SPIN addresses a gap in the current doctoral training by fostering a deep knowledge of emerging seismic instrumentation to young scientists who will design and operate the geohazard monitoring systems of the future. Despite a slow start due to the global pandemic, the early career researchers involved in SPIN have already built up a solid network with their peers, and with top-level experienced researchers, as well as with several sensor development companies and other stakeholders.

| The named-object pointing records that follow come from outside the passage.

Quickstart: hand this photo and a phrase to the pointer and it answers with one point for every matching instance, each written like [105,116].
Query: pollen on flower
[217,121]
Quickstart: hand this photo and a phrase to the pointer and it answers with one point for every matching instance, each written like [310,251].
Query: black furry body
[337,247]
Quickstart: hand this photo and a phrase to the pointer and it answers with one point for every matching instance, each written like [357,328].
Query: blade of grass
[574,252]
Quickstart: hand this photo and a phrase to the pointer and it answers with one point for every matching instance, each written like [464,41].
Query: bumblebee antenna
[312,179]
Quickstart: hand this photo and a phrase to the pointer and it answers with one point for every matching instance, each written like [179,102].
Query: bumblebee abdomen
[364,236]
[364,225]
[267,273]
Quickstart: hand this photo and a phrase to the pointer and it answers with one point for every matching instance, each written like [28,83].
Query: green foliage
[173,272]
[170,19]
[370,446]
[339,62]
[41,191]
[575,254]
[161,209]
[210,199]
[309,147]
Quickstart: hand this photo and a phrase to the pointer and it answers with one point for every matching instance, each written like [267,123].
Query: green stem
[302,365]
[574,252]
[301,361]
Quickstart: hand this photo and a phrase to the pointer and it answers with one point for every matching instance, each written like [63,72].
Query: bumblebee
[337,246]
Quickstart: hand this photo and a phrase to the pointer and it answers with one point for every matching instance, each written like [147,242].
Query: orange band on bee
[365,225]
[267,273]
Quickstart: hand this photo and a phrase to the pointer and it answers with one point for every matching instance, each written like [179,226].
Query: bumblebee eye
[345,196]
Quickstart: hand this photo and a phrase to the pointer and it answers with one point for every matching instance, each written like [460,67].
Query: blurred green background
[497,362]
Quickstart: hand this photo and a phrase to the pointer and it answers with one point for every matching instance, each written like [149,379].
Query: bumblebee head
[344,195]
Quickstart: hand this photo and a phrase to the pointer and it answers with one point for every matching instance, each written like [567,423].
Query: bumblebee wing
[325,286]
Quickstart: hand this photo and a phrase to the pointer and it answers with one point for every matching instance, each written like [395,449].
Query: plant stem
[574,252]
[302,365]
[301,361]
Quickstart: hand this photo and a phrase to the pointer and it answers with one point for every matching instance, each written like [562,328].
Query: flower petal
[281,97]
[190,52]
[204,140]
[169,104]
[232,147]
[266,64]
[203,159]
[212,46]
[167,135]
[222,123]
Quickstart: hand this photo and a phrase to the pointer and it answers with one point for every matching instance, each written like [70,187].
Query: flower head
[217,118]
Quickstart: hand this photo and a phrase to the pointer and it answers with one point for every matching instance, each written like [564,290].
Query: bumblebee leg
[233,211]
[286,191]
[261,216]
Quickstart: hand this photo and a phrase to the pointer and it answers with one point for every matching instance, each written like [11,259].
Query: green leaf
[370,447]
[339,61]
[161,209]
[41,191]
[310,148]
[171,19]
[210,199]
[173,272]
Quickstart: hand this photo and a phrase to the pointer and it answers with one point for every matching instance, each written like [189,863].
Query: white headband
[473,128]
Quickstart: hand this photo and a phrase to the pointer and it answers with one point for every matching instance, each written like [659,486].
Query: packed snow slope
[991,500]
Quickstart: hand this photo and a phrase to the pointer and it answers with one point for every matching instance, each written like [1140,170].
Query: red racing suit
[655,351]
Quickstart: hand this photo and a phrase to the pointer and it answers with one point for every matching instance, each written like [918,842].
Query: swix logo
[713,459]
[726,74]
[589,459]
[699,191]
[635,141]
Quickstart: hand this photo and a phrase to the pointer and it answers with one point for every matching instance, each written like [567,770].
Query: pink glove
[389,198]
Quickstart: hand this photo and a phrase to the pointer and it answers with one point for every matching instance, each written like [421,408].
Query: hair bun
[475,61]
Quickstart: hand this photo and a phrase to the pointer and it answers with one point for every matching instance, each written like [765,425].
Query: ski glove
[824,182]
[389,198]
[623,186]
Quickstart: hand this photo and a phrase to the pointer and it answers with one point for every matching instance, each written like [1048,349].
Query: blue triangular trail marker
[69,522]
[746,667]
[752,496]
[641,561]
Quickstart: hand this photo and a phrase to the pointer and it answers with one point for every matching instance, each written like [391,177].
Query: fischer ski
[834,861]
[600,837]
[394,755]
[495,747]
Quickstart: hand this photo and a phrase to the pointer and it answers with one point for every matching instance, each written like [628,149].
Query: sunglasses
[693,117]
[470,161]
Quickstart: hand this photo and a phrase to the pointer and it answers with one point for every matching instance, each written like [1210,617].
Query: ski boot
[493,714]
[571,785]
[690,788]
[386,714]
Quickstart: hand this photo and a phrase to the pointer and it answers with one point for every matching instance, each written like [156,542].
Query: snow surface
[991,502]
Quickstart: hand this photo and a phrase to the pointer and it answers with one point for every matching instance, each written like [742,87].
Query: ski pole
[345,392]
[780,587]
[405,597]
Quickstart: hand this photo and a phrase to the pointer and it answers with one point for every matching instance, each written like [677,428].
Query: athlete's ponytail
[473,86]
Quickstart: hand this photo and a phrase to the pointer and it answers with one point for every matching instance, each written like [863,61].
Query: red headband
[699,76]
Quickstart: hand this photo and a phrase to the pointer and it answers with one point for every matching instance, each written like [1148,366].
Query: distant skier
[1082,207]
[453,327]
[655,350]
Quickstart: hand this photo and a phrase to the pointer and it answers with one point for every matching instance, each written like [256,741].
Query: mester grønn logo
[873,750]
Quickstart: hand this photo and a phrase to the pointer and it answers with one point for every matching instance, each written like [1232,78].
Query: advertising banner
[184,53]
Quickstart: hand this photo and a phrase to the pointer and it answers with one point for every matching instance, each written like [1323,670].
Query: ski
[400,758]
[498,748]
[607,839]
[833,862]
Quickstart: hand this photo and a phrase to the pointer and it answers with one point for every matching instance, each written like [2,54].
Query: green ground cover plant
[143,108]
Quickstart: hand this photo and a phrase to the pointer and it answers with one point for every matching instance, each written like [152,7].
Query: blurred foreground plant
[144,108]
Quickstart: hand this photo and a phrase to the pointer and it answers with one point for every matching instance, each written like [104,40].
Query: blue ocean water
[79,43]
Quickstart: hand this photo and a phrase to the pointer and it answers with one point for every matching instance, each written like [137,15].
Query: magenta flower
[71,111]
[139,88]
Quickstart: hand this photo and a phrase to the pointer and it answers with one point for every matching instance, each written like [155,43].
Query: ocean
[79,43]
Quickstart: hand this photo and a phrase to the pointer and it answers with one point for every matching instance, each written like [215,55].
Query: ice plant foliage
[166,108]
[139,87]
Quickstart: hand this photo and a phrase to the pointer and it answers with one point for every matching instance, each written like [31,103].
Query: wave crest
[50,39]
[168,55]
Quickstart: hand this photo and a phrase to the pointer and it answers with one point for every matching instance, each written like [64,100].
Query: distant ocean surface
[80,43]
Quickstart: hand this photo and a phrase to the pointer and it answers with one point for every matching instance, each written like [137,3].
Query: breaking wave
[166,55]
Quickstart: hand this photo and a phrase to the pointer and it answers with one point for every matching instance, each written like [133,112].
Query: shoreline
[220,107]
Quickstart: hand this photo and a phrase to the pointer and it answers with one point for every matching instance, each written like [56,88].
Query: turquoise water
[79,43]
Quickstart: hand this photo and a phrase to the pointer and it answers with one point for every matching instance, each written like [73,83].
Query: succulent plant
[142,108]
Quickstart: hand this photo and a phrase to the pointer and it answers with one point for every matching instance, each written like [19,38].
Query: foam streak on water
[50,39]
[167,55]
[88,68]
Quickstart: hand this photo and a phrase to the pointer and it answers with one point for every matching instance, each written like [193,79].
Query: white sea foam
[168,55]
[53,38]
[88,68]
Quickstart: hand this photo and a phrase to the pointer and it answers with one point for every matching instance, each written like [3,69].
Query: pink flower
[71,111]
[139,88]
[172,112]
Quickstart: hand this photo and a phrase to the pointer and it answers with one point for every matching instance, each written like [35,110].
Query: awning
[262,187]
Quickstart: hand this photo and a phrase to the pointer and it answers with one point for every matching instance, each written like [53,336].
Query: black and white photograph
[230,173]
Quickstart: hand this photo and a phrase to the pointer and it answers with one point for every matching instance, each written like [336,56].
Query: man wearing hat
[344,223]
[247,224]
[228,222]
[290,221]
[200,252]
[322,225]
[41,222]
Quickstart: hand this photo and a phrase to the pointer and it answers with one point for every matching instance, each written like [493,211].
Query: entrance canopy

Most ESRs have done at least one secondment, or have one planned in the near future. This has led to a significant increase in collaborations across the different SPIN projects. In several cases, cross-pollination between different projects have started and will come to fruition in the next project phase. As stated above, the PhD projects have already reached a range of results that go beyond the state of the art in the first project phase, publications about these results are currently being prepared.

Understanding the internal physical processes governing the transient elastic and mechanical properties of geomaterials is key to the assessment of hazard related to material failure. By the end of the project, we expect to have made significant steps forward in understanding the macroscopic behavior of materials as damage slowly develops, and how this is expressed in the measurements of seismic gradients.

We are developing and applying new methods to data sets acquired with novel sensor technology, and on application areas relevant to geohazards. The application-driven projects in SPIN are motivated foremost by specific geoscience questions in societally relevant but challenging environments such as volcanoes, high-alpine regions and buildings. In such environments, logistical constraints prevent the installation of a large number of instruments. We expect a significant improvement in geohazard monitoring from full ground motion observations in these conditions particularly.